Can one be anti-Israel without being anti-Semitic?
Theoretically yes, but in practice it is very hard. If you’re anti-Israel, what are you against? You are against the right of the Jewish people to their own state — a right you would doubtlessly accord to Montenegro or Luxemburg, to name but two tiny states. Isn’t that anti-Jewish? It is a murky field where hard facts are difficult to come by because so many dynamics are subconscious. But I often wonder whether Westerners who gloss over Palestinian terrorism, or even accept it as the “weapon of the weak,” are pro-Palestinian or are in fact anti-Israel.
You argue that the target of anti-Americanism is not the policy but the polity. It’s not what we do, but who we are. If this is the case, what can the United States do to quell this anti-Americanism, aside from ceasing to exist?
Some anti-Americanism is endemic for the reasons mentioned earlier; a smaller, variable part is policy-related. So a change in behavior and rhetoric helps. Maybe a bit less provocative language from Don Rumsfeld. Maybe more attention to the needs and sensitivities of other nations. Maybe more responsibility and less gung-ho-ism. Emphasize the common rather than the strictly national interest. Let’s put it this way: The schoolyard bully never gets elected class president. He’s just strong and fearsome. If you want to be a leader, you can’t just use your muscles. You have to take care of others and make them trust you.
If the U.S. changes its policy so that it’s more acceptable, can it stop the anti-Americanism?
As I said, America will always rile the soul because it is the steamroller of modernization and so seductive, to boot — which is why all the world eats, drinks, listens, dresses and watches American. Nobody has ever driven a Frenchman into a McDonald’s at gunpoint. What makes them wear Levi’s and watch American blockbusters? And why does everybody want to attend Harvard or Stanford? America is seductive. It is one big demonstration effect, as sociologists call it when they want to avoid a normative term like model. We don’t like the seducer, and we don’t like ourselves and others for yielding to temptation. Should America stop being one big “demonstration effect?” Nor can America give up the enormous power that triggers both fears and resentments. But it could act in ways that inspire more trust in this enormous power than has the current administration.
You referred to the de-Christianization of Europe. Has this contributed to the anti-Semitism or anti-Americanism that you describe?

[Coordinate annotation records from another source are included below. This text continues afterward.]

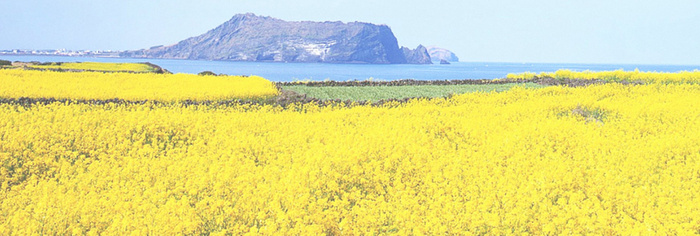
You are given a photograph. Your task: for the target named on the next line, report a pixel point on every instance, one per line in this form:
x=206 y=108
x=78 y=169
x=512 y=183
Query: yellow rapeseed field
x=606 y=159
x=98 y=66
x=618 y=75
x=132 y=87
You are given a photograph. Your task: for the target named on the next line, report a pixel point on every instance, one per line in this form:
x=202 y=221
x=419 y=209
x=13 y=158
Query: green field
x=375 y=93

The progressive secularization of Europe has an impact on anti-Americanism because nonreligious Europeans see this country as a fallback to an era Europe has transcended. Europeans pride themselves in having overcome what they see as a premodern mindset, as proof of irrationality and superstition. When George W. Bush admits to praying, it sounds like Joan of Arc listening to voices in her head. So American religiosity is one more item on the American agenda that estranges the Old World from the New World. But that is an old story. When Talleyrand escaped to Philadelphia from the terror of the Revolution, he carped, “Thirty religions and only one dish to eat!”